Santa Maria Reservoir Company Manager Jay Yeager said one of the sub-district’s requirements is to be able to store a year’s worth of replacement water, in addition to the water released on a daily basis to replace depletions.
“That’s a lot of water that needs to be stored,” he said.
The sub-district can use the reservoir to store that water required for its stream depletions.
Yeager added the reservoirs also hold water for Colorado Parks & Wildlife, San Luis Valley Water Conservancy District and other entities. In addition, Holland said, sometimes the reservoirs hold Rio Grande Compact water.
Santa Maria can store up to 43,500 acre feet. Continental has a capacity for 27,000 acre feet but for 20 years has been limited to 15,000 acre feet because of leakage at the dam and the deteriorated condition of the conveyance system between Continental and Santa Maria.
“It’s needed,” stressed Nicole Langley, water resources consultant, Transforma Research & Design, who has assisted the Santa Maria Reservoir Company with these proposals for several years.
“It’s truly exciting to see that now we are going to be able to make it happen and do it right,” she said. “The Santa Maria Reservoir Company is looking at recreation, wildlife, wetlands, making sure everything is all ready to go forward.”
She said this is an epic time of transition from several years of studies to implementation and from long time Santa Maria Reservoir Company President Ron Peterson to Holland.
Peterson, who served for more than 20 years, said the years of conducting studies were frustrating and slow, and the project is two years behind where he hoped it would be, but “It’s something that needed to be done.”
He added he hoped the work on the Continental would move faster.
“We need to jump on it right away because time is getting away,” he said, with Langley adding, “and money getting away.”
Holland said the emphasis now is to rehabilitate reservoirs rather than to build new ones.
“Now is the time to try to fix existing storages,” he said.
Holland credited long-time legislator Lewis Entz with promoting reservoir rehabilitation.

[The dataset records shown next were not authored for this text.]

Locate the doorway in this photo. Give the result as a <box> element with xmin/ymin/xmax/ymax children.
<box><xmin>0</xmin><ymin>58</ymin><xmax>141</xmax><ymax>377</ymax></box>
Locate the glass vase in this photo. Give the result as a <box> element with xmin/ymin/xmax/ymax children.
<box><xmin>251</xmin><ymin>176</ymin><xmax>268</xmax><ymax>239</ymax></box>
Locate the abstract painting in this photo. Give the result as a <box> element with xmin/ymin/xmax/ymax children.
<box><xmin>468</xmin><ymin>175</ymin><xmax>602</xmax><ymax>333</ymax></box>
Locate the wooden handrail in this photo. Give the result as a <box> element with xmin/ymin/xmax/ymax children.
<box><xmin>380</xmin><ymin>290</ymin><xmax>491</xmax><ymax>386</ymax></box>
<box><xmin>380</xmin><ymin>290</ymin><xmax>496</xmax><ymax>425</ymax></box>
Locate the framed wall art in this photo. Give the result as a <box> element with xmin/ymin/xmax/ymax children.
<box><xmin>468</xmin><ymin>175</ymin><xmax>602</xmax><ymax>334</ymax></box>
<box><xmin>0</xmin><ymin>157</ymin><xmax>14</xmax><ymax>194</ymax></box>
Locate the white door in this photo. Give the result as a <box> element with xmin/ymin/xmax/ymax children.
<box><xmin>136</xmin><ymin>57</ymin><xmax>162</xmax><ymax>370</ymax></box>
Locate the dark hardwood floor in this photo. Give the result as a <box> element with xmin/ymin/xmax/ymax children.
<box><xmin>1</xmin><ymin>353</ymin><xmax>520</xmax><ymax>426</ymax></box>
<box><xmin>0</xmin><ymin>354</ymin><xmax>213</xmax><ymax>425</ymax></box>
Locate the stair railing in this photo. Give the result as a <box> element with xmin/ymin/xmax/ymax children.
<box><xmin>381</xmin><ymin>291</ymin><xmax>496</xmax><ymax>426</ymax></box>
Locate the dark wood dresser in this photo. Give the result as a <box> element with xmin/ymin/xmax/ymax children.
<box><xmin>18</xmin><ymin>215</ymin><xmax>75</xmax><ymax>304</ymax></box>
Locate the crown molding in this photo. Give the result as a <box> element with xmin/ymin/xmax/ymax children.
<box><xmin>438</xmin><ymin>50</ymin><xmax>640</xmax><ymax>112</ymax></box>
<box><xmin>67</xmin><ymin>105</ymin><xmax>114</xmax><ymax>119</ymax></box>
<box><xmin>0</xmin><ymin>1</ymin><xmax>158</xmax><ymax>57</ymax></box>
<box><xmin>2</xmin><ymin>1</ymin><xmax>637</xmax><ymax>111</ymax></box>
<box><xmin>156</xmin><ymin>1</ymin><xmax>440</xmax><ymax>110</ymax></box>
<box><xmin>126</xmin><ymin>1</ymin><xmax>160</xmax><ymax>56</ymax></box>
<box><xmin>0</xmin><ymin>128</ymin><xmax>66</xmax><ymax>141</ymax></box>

“It was visionary of Lewis to think that way,” Holland said.
Since the water funds have been in place at the state and basin level, several reservoir projects have been undertaken in the San Luis Valley, Langley said.
She said as severance tax monies decrease and applications for the money become more competitive, it will be more important for projects like the Santa Maria/Continental to be well prepared.
However, roundtable members have maintained that “good projects get funded,” and these projects are good ones.
“People have worked well together on the roundtable which is what it was set up to do,” Holland said. “They see the value of good projects and getting things done.”